Water flows out through a circular pipe whose internal diameter is 2 cm, at the rate of 6 meters per second into a cylindrical tank. The water is collected in a cylindrical vessel radius of whose base is 60 cm. Find the rise in the level of water in 30 minutes?

**Solution:**

Given data is as follows:

Internal diameter of the pipe = 2 cm

Water flow rate through the pipe = 6 m/sec

Radius of the tank = 60 cm

Time = 30 minutes

The volume of water that flows for 1 sec through the pipe at the rate of 6 m/sec is nothing but the volume of the cylinder with n = 6

Also, given is the diameter which is 2 cm. Therefore,

R = 1 cm

Since the speed with which water flows through the pipe is in meters/second, let us convert the radius of the pipe from centimeters to meters. Therefore,

r = 1/100 m

Volume of water that flows for 1 sec = 22/7 × 1/100 × 1/100 × 6

Now, we have to find the volume of water that flows for 30 minutes.

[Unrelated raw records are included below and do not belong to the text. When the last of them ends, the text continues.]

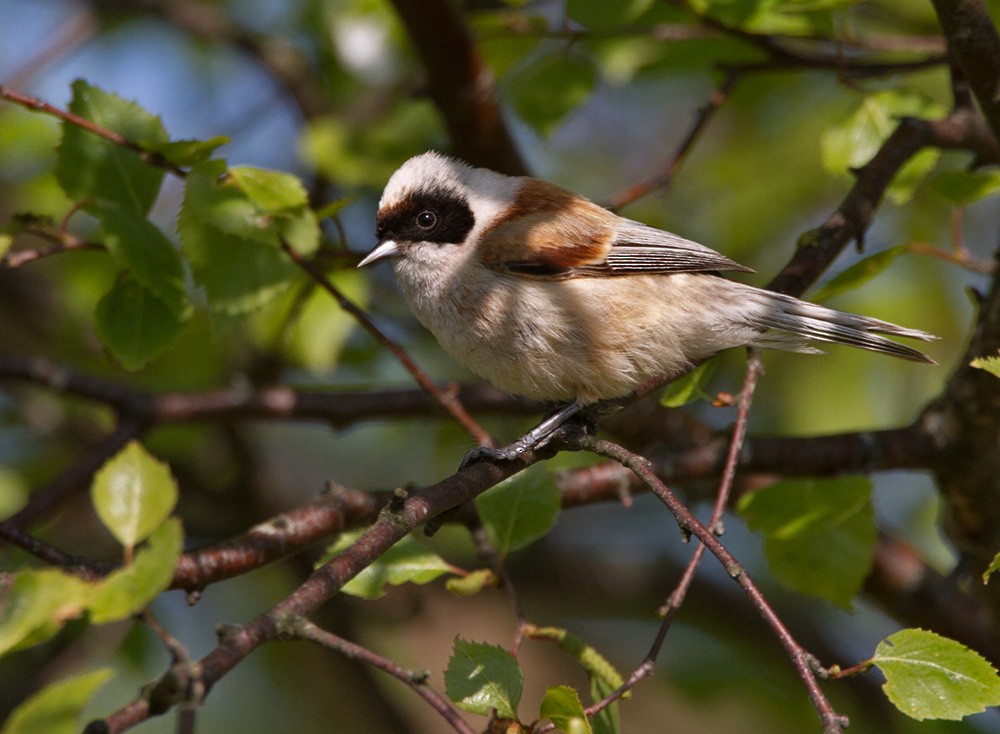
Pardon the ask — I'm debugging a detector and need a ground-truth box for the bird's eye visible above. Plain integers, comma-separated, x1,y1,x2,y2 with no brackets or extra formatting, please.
417,209,437,229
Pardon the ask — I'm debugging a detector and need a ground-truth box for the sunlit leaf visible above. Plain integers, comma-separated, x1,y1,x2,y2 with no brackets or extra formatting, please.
538,686,593,734
0,668,114,734
444,638,524,719
872,629,1000,720
87,518,184,624
0,568,90,654
738,476,877,607
94,276,188,370
476,464,560,555
55,79,167,215
90,441,177,548
317,531,452,599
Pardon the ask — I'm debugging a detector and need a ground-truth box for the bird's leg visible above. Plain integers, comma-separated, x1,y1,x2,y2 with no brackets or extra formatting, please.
459,401,583,469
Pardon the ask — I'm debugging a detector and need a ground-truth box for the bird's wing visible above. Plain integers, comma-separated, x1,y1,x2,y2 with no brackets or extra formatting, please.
479,182,749,279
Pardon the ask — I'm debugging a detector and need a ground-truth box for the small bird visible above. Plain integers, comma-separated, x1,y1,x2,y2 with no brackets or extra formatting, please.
358,152,936,459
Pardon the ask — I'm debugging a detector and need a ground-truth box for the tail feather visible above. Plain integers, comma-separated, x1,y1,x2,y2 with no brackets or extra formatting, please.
751,289,937,364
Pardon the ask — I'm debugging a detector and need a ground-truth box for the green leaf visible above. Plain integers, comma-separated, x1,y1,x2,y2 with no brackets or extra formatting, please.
738,476,877,607
444,568,499,596
821,90,944,204
94,276,188,370
538,686,593,734
90,441,177,548
55,79,167,215
229,166,309,214
983,553,1000,584
871,629,1000,721
476,464,560,556
969,357,1000,377
97,202,187,316
87,518,184,624
317,532,452,599
177,161,302,316
660,359,718,408
809,245,910,301
138,135,229,167
0,668,114,734
566,0,653,29
444,638,524,719
528,627,625,691
0,568,90,655
504,52,597,137
933,168,1000,206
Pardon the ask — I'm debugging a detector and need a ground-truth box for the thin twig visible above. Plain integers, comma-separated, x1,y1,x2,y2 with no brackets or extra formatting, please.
281,240,496,446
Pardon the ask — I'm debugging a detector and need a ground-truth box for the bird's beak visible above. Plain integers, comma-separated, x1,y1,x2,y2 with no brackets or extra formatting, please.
358,240,403,268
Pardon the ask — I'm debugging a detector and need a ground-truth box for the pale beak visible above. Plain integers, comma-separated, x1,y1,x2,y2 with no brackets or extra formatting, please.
358,240,403,268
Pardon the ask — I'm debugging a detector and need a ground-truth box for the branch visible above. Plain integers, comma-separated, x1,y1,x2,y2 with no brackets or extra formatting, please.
392,0,527,175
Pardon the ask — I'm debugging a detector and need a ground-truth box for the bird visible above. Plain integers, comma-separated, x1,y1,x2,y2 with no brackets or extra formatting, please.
358,151,936,466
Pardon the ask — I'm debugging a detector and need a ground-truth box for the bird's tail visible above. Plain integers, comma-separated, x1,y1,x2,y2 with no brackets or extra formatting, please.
745,286,937,364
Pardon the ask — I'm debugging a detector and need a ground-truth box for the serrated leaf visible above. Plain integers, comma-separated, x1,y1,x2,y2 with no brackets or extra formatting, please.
504,52,597,137
87,518,184,624
0,568,90,655
138,135,229,166
969,357,1000,377
476,464,560,556
55,79,167,215
871,629,1000,721
821,89,943,204
94,276,188,370
983,553,1000,584
0,668,114,734
444,638,524,719
444,568,500,596
90,441,177,548
96,202,187,315
660,359,718,408
538,686,593,734
809,245,910,301
317,532,452,599
934,168,1000,206
229,166,309,214
738,477,877,607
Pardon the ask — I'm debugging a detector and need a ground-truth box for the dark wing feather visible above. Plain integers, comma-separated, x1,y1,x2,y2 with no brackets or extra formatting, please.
598,219,753,275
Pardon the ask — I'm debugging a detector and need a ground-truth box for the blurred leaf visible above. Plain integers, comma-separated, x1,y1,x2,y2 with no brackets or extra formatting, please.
738,476,877,607
969,356,1000,377
566,0,653,29
444,638,524,719
476,464,560,556
503,52,597,137
444,568,500,596
528,627,627,698
809,245,910,302
871,629,1000,721
97,202,187,315
138,135,229,167
983,553,1000,584
821,89,944,204
538,686,593,734
660,359,718,408
0,668,114,734
55,79,167,215
934,168,1000,206
94,276,188,370
316,531,452,599
0,568,90,655
90,441,177,548
87,518,184,624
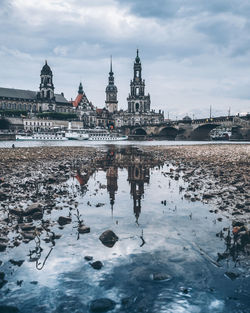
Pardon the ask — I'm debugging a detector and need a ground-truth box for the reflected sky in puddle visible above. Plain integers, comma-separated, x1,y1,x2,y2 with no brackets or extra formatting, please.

Since, speed of water is in metres/second, let us convert 30 minutes into seconds. It will be 30 × 60

Volume of water that flows for 30 minutes = 22/7 × 1/100 × 1/100 × 6 × 30 × 60

Now, considering the tank, we have been given the radius of tank in centimeters. Let us first convert it into metres. Let radius of tank be ‘R’.

R = 60 cm

R = 60/100 m

Volume of water collected in the tank after 30 minutes = Volume of water that flows through the pipe for 30 minutes

22/7 × 60/100 × 60/100 × h = 22/7 × 1/100 × 1/100 × 6 × 30 × 60

h = 3 m

Therefore, the height of the tank is 3 metres.